Turkey’s top court froze about $29 million of government aid for a leading pro-Kurdish party that aims to challenge President Recep Tayyip Erdogan in elections later this year.
The Constitutional Court passed the ruling Thursday against the People’s Democratic Party, or HDP, which is involved in a long-running trial on separatism charges.
Leading political parties in Turkey get regular government aid. The amount is usually tripled in election years as parties campaign for votes, so Thursday’s ruling is a blow for an already disorganized opposition ahead of the vote expected this summer.
The court is also considering a ban on the party, currently the third-biggest in parliament. The ruling comes weeks after Turkey convicted Istanbul’s high-profile mayor from the main opposition party CHP. He was found guilty of insulting election officials in a ruling that jeopardized a potential election bid against Erdogan.
The HDP says it is struggling to win cultural and legal recognition of the country’s Kurdish minority. It denies it’s influenced by the outlawed Kurdistan Workers’ Party, or PKK, designated a terrorist organization by the U.S. and European Union, as well as Turkey.

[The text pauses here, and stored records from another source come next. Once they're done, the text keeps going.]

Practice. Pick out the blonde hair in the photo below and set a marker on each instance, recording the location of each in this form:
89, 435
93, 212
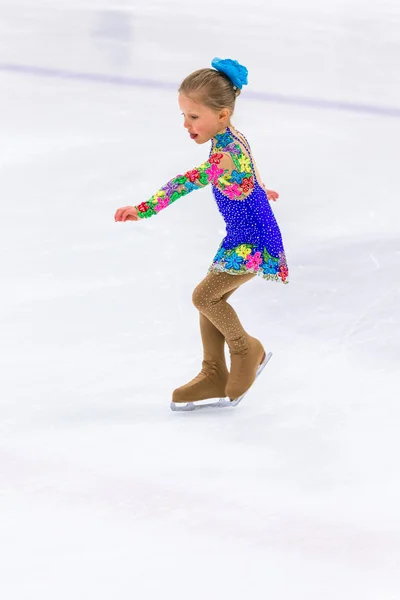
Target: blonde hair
213, 89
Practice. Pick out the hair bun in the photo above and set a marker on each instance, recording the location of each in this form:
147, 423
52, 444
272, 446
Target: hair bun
236, 72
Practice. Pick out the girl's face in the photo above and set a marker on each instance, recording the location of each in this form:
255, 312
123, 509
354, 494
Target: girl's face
202, 122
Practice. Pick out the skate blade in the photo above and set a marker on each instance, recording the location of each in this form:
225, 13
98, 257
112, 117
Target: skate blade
222, 402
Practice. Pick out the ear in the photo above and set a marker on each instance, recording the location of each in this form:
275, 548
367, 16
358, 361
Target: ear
224, 114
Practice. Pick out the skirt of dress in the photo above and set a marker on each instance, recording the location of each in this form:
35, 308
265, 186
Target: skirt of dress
249, 257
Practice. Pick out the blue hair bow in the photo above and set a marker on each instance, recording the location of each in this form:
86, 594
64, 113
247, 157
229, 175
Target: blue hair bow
236, 72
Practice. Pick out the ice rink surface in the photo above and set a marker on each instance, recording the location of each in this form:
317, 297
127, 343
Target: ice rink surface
105, 493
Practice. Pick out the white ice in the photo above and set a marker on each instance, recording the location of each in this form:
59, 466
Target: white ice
104, 492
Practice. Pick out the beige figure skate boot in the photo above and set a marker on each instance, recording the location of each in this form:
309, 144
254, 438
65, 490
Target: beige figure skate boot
244, 367
213, 377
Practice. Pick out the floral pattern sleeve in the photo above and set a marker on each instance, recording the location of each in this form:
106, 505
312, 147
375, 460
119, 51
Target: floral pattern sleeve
217, 167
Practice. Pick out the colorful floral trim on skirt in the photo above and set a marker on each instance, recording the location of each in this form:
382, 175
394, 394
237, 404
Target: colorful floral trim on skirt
245, 259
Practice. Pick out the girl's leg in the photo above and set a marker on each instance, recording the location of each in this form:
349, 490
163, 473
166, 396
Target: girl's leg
211, 381
246, 352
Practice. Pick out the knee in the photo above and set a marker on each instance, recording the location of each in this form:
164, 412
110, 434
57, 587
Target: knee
198, 297
202, 299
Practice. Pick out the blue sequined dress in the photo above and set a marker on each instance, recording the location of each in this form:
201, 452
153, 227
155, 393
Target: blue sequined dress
253, 241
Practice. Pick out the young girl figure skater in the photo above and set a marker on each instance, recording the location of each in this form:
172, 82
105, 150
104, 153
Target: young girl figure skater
252, 245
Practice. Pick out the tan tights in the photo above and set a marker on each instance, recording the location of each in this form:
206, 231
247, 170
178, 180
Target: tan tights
218, 319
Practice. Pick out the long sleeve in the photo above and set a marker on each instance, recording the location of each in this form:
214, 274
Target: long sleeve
217, 167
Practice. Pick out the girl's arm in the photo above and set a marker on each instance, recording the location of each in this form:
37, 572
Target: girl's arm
217, 166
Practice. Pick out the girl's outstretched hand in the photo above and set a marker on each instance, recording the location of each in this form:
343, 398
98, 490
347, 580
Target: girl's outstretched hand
126, 213
272, 195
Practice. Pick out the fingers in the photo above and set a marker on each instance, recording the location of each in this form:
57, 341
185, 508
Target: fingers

Turkish prosecutors want to disband the HDP and bar more than 450 of its members from politics due to the alleged ties to autonomy-seeking Kurdish militants.
If it is outlawed, Kurdish politicians might try to form a new bloc or contest elections as independents, but their political clout would be reduced. A trial however could drag on for months or even years.
The HDP first became a significant political opponent in 2015, when the party won 80 parliament seats in a result that temporarily prevented Erdogan’s AK Party from securing a majority. Its leaders were later jailed and Kurdish mayors were removed from office. It won nearly 12% of votes in the last parliamentary election in 2018 and a year later helped Turkey’s main opposition party win mayoral races in the capital, Ankara, and commercial hub Istanbul.